We loved Harley Spiller’s post Sea Salty: The Man and the Crab on AAWW’s online magazine The Margins, about his friend and former Marine mess cook John Gun Pin. In the post, he remembers both Pin’s life and the last dish he prepared: ha cha (cured crab). We and asked to excerpt it on our blog. You can read Harley’s full post here. The Margins is the flagship editorial platform of the Asian American Writers’ Workshop, a bold new online magazine dedicated to inventing the Asian American creative culture of tomorrow.
Our no-fuss hero was born on the island of Donghai in mainland China’s Zhoushan Archipelago. He cut his eye teeth on Ningbo-style eats, an important facet of zhejiang, or Shanghai food, one of the eight cuisines of the vast Chinese cookhouse. Ningbo cooking allows natural flavor to predominate and is characteristically salty and fragrant. Locals prize soft textured seafood dishes like braised eel or fried yellow croaker, and preserved snacks that help stretch the abundant white rice, like ni law, salted molting snails with shells as small and translucent as pinky nails.

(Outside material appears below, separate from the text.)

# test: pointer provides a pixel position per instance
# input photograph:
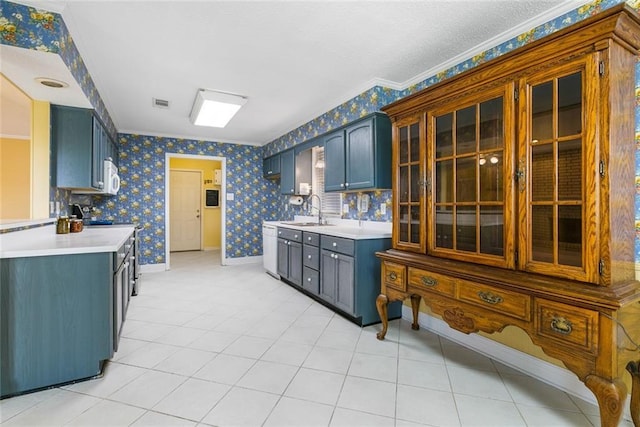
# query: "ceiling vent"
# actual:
(160, 103)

John’s Jackson Heights home was for years the closest I got to China. Fish draped with newspaper dried on lines under the eaves; the kitchen was re-purposed as cousin Coco’s acupuncture studio; and televised Chinese opera monopolized a visitor’s remaining senses. The basement, which opened onto a vegetable garden with fruit trees and a patio peppered with potted alliums, had been turned into an open kitchen. Aluminum-foil-wrapped appliances flanked a simple eating area, and jars of every description sat with their contents steeping, pickling, and curing in corners and on ledges selected for their particular qualities of temperature, light, and air. Eco-minded before their time, nothing in the Pins’ jam-packed fridge seemed to be in its original bottle.
John died in January 1997. His son Michael and I visited Rose Pin, his widow, a month or so later. Her cooking was subtler and more precisely executed than her husband’s, but the first thing she offered was the very last dish John had made—a bottle of ha cha—salt-preserved crab. Rose served John’s amuse-gueule but declined to partake. “Too salty,” she said.
John made two kinds of ha cha, always controlling the bottled admixtures for ullage. Both used the same ingredients, but one featured crab bodies, minced along with their shells. The other contained only claws, cracked but intact. Ha cha is best eaten by straining the chitinous bits through the teeth like a baleen whale filtering krill. Traditionally smeared over steamed white rice, the roseate Ningbospecialtyhas a squishy texture and, like John, a salty spiciness tempered with oceanic sweetness.
Like much traditional Ningbo cuisine, John was simple but ingenious, with a powerfully unpretentious character. Today there are 7.5 million Ningbo natives, yet Shanghai and its Shaoxing-wine soused “drunken crabs” steal the limelight. There are few mentions of ha cha on the Internet and I have never heard of it being served in a restaurant. Other cured brachyura include the Korean chili-based yangnyeom gejang and soy-doused ganjang gejang, preparations so popular that the city of Gwangju boasts a “Street of Seasoned Raw Crab & Boiled Rice.” It seems that the only edible raw crab is the leg meat of zuwaigani (Hokkaido snow crab), which is turned into glistening sashimi. Eating more ordinary crab raw can cause serious infections from parasites like the ugly-sounding and acting lung fluke. Ha cha, ceviche, and other cured foods (think lox, ham) might appear raw to the uninitiated, but they are ready to eat.